Liebing sagte dazu der StZ: "Es ist richtig, dass ich in einem Kapitel meiner Arbeit einige Aussagen aus der Dissertation von Matthias Pröfrock zusammengefasst und unter Angabe der Quelle und des Autors auch ein Zitat eingefügt habe." Ansonsten wolle er "den Ergebnissen der Wissenschaftler an der Hochschule nicht vorgreifen". Im Vorwort seiner Arbeit hatte es der EnBW-Manager als besondere Herausforderung dargestellt, "neben einer intensiven beruflichen Tätigkeit" zu promovieren; dies gelinge nur "mit großer Unterstützung von vielen Seiten". Als Vorteil schilderte er, dass er sich mit dem Thema der Abhängigkeit Europas von russischen Gaslieferungen "nicht nur theoretisch, sondern selbst unmittelbar beruflich" beschäftigt habe. Anstoß für ihn sei gewesen, dass weder Wirtschaftsvertreter noch Journalisten die Schwierigkeiten zwischen dem Lieferanten Russland und den Gasabnehmern in der EU überzeugend hätten erklären können.

Beide gehören einem illustren Netzwerk an

Pröfrock und Liebing kennen sich seit gemeinsamen Tagen beim baden-württembergischen CDU-Nachwuchs. Während der Jurist früh eine politische Laufbahn anstrebte, konzentrierte sich der Kaufmann auf eine Karriere in der Wirtschaft. Beide gehören einem illustren Netzwerk an, einem Verein namens "Liedertafel Zwietracht" mit Sitz in Murrhardt. Liebing ist ausweislich der Internetseite nach wie vor Präsident, Pröfrock Schatzmeister. Der Verein wurde 1997 von JU-Leuten gegründet, die sich regelmäßig zum Singen trafen. Später diente er als "Plattform für einen Freundeskreis", erläuterte Liebing 2008 der StZ; von einem politischen Netzwerk könne man aber nicht sprechen. Im Beirat sind freilich mehrere CDU-Mandatsträger vertreten, darunter der wirtschaftspolitische Sprecher der Unionsfraktion im Bundestag, Joachim Pfeiffer. Der promovierte Betriebswirt war zuvor energiepolitischer Sprecher und früher in der Energiewirtschaft tätig.

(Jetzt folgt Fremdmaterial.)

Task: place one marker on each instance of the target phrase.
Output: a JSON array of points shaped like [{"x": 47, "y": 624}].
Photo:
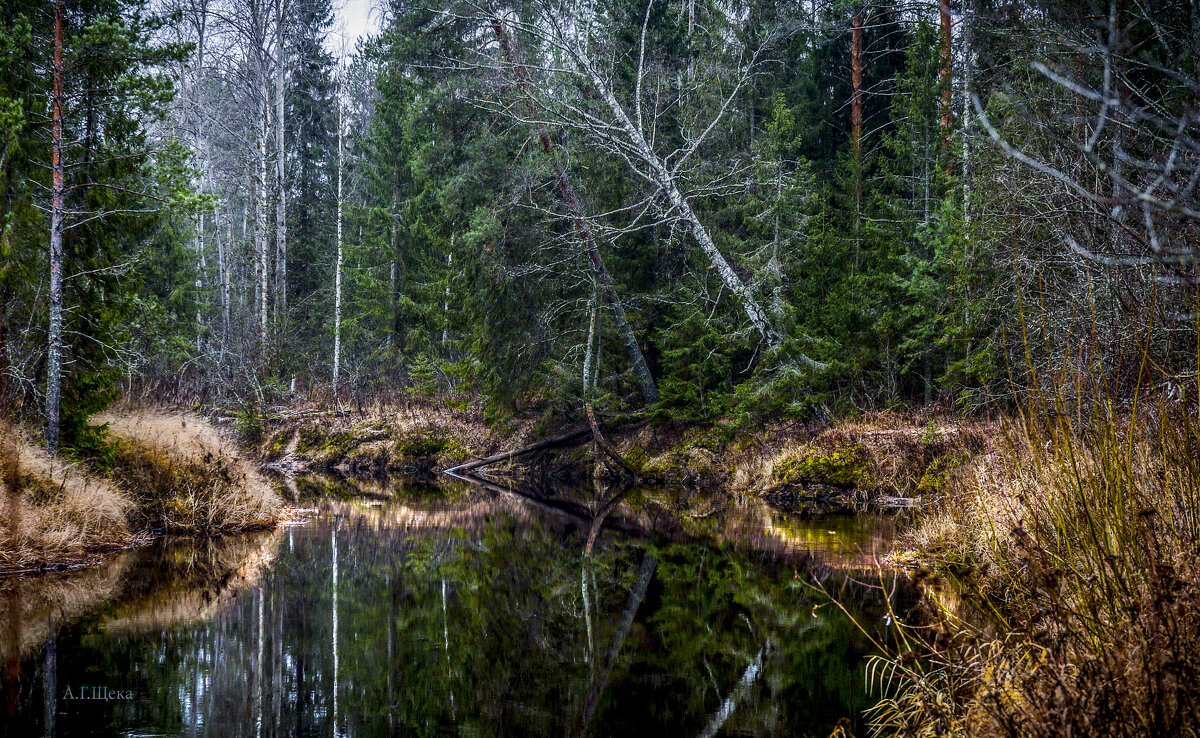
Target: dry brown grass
[
  {"x": 65, "y": 511},
  {"x": 1077, "y": 545},
  {"x": 865, "y": 456},
  {"x": 185, "y": 477}
]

Neben seiner Tätigkeit für die EnBW ist Liebing in mehreren Funktionen ehrenamtlich engagiert - so als Lehrbeauftragter für Energiemanagement an der Hochschule Heilbronn, als Vizevorsitzender des Center of International Energy Studies und als Vorstandsmitglied des Afrikavereins der deutschen Wirtschaft. Einer breiteren Öffentlichkeit wurde er als Generalsekretär der Bundesvereinigung Deutscher Musikverbände (BDMV) bekannt, die heute von dem CDU-Bundestagsabgeordneten Siegfried Kauder geführt wird.